I stayed silent until eventually the argument blew over and simply moved on, never having resolved what caused the friction in the first place.

I was able to fool myself for years, thinking that I suffered no ill effects from my father’s passive-aggressive parenting style.

But the signs were there.

When my husband and I would argue, I’d shut down, silently fuming rather than angrily discussing my feelings.

I put pressure on myself to be on time for everything, no matter how much disruption it caused in our house to get everyone ready. By the time we’d arrive at a family outing, I’d be irritated, frustrated, and in a foul mood, much like my father was when I was a child. But because I was able to quickly shake off my irritation when we’d get to our destination, I congratulated myself on not being like my father.

“My dad would have stayed mad for the rest of the day. I was just annoyed on the car ride here. I’m nothing like him,” I’d say to my husband.

But when I heard my kids whisper to each other, “Mommy is in a bad mood; we should be quiet until she’s happy again,” after I’d exploded because of a mess in the kitchen, the reality of my childhood came crashing down around me — because it wasn’t the first time I’d heard them talk that way.

I was, in fact, just like my father.

And that realization broke me.

Yes, I’d inherited my father’s cleft chin, his sense of humor, and his love of road trips, but I’d also inherited the worst parts of him: a passive-aggressive and angry parenting style that, if left unchecked, could damage my relationship with my kids and husband in the long term, if it hadn’t already.

I knew I needed help to break the cycle of passive-aggressive parenting.

But realizing you are a passive-aggressive parent is one thing.

Taking the first steps to change your parenting style is terrifying. And exhausting.

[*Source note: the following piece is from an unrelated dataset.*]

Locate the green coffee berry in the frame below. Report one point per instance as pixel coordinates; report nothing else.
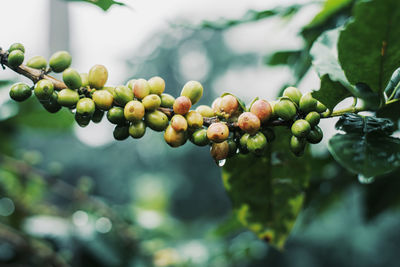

With my husband’s help, we found a marriage therapist who worked with us for over a year to find not only better ways to communicate but also to help me face the hurt from my childhood.

Facing passive-aggression head-on means recognizing the physical symptoms that trigger your mind into wanting to shut down. It means realizing that hand-clenching, body tension, and sweating are the ways your body is telling you that the little girl deep down is feeling scared and threatened.

It means breaking down the walls you’ve built around you, sometimes one brick at a time, and letting your husband join you on the other side. And realizing that little girl finally feels safe.

It means setting boundaries for the people in your life who still treat you as that little girl, the people who still withhold affection when you have disappointed them in some way.

It means talking to your kids openly about why you are afraid to communicate and looking them in the eye and saying, “Mommy doesn’t always have the right words, but I’m working on finding them.”

It means giving the little girl inside you a voice that says, “I want you to know my feelings, and I want to be heard.” And then taking a leap of faith to speak your truth.

It means doing the hard work and heavy lifting of unpacking the emotional baggage you’ve stored for the better part of 30 years. And asking your partner to help you have a huge garage sale to get rid of all of the emotional junk.

It means realizing that you don’t have to leave overabundant tips everywhere you go as a penance for your father’s poor behavior in restaurants. (I still tip heavily though. Some habits will never die.)

It means telling yourself that you aren’t a monster or a bad parent just because your parents made mistakes in the way they treated your emotional health.

It means forgiving your father when you realize his father treated him the same way.

It means letting yourself admit that you, too, are doing the best you can with what you’ve been dealt along the way.

And facing passive-aggression head-on means taking that little girl’s hand and walking toward the kind of family life you, your kids, and husband deserve. Breaking the cycle.